Poi, messi alla prova del governo di una grande città e del paese, quel trasversalismo elettorale è venuto meno in pochi mesi, facendo emergere sottotraccia nel M5s la logica dello scontro correntizio inquinato dai personalismi già conosciuti negli altri partiti. Sono apparsi alla luce i limiti di fondo di un fenomeno ampio che è stato essenzialmente di opinione e di protesta, senza radici organizzate e consolidate nella società e con una visione ideale assai debole e perfino evanescente. L’aspirazione pentastellata, un po’ tronfia, di rappresentare il superamento di destra e sinistra, nel senso dei disvalori e dei valori immanenti nella società, si è subito liquefatta.
I grillini hanno approfittato del discredito e delle inanità delle rappresentanze politiche (a sinistra il renzismo e a destra il berlusconismo) per incorporare al loro interno quei disvalori (destra) e valori (sinistra) pensando di poterli amalgamare. Tutto ciò è durato lo spazio di una mattino. Il risultato è che sopra il ponte del trasversalismo pentastellato è passata trionfalmente la destra più becera, xenofoba, sovranista e nazionalista di Salvini e Meloni. Solo con il provvidenziale suicidio di Salvini, la musica è cambiata, ma pensare di tornare alle origini (Di Battista) è stare fuori della realtà. Grillo, per fortuna, sembra averlo capito subito.
A Roma il rinsecchimento grillino sarebbe certamente grave ma non irrimediabile se nel campo del centrosinistra, in particolare del Pd, ci fosse stato in questi anni di opposizione un qualche rinnovamento percepibile. Invece, anche qui, hanno finora prevalso tutti i vecchi mali che hanno portato al disastro la sinistra romana e all’affossamento del sindaco Marino. Il disegno cui il Pd romano sembra affidarsi è quello della caduta della pera matura nel grembo dei soliti noti. Sperano nella legge del pendolo. E’ un disegno immobilista, gretto e pericoloso che non fa i conti con una destra romana che vuole riconquistare la città sull’onda del malcontento sociale, magari reso più aspro e populista dalla pandemia.
Ci vorrebbe una scossa rinnovatrice profonda in uomini/donne e programmi sia nel campo grillino che in quello del centrosinistra.
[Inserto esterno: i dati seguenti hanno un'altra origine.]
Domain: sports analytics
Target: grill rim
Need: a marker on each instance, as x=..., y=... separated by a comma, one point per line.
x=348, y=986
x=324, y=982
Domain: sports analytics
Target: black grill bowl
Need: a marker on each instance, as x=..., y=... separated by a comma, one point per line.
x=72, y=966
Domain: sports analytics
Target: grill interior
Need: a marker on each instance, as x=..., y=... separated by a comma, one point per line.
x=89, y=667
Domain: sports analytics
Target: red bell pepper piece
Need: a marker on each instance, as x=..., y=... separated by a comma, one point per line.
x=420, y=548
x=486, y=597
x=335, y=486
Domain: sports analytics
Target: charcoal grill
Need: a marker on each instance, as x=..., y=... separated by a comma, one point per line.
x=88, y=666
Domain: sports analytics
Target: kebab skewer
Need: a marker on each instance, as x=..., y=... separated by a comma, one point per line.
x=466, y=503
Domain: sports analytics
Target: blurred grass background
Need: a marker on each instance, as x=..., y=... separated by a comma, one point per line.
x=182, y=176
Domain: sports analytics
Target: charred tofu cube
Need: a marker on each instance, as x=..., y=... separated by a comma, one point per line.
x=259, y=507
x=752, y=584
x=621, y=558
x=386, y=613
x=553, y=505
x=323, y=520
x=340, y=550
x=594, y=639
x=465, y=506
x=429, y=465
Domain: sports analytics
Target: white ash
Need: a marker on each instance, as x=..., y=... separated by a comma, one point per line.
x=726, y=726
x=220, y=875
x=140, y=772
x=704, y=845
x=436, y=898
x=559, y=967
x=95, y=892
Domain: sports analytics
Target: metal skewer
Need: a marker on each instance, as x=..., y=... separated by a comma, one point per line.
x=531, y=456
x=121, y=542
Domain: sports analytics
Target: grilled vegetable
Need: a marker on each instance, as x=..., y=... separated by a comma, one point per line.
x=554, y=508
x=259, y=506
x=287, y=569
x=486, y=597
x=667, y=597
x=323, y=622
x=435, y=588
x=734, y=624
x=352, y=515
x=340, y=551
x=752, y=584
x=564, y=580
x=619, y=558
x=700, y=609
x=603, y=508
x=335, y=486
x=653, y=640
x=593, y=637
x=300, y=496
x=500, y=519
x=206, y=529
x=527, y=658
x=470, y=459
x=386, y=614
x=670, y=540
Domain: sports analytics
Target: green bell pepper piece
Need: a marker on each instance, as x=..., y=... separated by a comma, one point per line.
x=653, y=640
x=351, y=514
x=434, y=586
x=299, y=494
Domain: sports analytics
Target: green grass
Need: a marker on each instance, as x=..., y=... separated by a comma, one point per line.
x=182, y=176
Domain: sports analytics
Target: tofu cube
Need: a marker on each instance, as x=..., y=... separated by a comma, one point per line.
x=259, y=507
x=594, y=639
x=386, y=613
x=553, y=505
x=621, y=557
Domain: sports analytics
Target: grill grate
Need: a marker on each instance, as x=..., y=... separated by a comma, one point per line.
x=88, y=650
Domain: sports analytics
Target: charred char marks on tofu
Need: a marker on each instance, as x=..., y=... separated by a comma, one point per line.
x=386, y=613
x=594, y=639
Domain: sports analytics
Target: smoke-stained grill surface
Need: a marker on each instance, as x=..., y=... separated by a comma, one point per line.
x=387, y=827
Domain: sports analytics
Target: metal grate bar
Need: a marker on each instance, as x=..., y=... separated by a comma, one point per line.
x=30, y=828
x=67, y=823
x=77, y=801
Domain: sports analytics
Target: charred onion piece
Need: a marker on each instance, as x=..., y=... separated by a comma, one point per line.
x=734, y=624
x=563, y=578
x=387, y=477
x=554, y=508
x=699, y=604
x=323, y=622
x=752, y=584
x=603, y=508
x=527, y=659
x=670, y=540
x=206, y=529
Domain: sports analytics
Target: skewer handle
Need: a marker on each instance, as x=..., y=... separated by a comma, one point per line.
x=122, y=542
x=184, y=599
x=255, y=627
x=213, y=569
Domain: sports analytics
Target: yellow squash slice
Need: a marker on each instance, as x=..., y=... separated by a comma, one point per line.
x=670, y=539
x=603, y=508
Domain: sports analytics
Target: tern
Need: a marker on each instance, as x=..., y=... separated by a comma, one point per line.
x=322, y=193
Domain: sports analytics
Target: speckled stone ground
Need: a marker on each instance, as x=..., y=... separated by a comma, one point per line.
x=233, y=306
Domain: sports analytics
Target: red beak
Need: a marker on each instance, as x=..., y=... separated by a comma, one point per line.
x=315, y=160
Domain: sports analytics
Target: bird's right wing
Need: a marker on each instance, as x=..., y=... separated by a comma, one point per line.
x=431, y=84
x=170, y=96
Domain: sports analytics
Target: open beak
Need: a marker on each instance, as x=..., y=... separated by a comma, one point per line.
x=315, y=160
Bisognerebbe aprire porte e finestre all’associazionismo progressista e ambientalista presente nei quartieri, a cominciare dalle periferie, e nella società civile. Occorrerebbe mettere alla testa di questo movimento di rifondazione della sinistra e del campo progressista, un candidato sindaco e una squadra di politici e amministratori competenti, moralmente specchiati e credibili, provenienti dalla società civile, adeguati ai problemi dell’urbe. Insomma c’è bisogno subito di creare un fatto nuovo a sinistra che induca il M5s a predisporsi per convergere contro la destra nazionalista e sovranista.
Per ora tutto l’establishment del vecchio e polveroso centrosinistra sta fermo sulle gambe, aspetta sulla riva del fiume che passi il cadavere della Raggi.
Ma la salma trascinata dalle acque del Tevere potrebbe non essere solo quella di Virginia.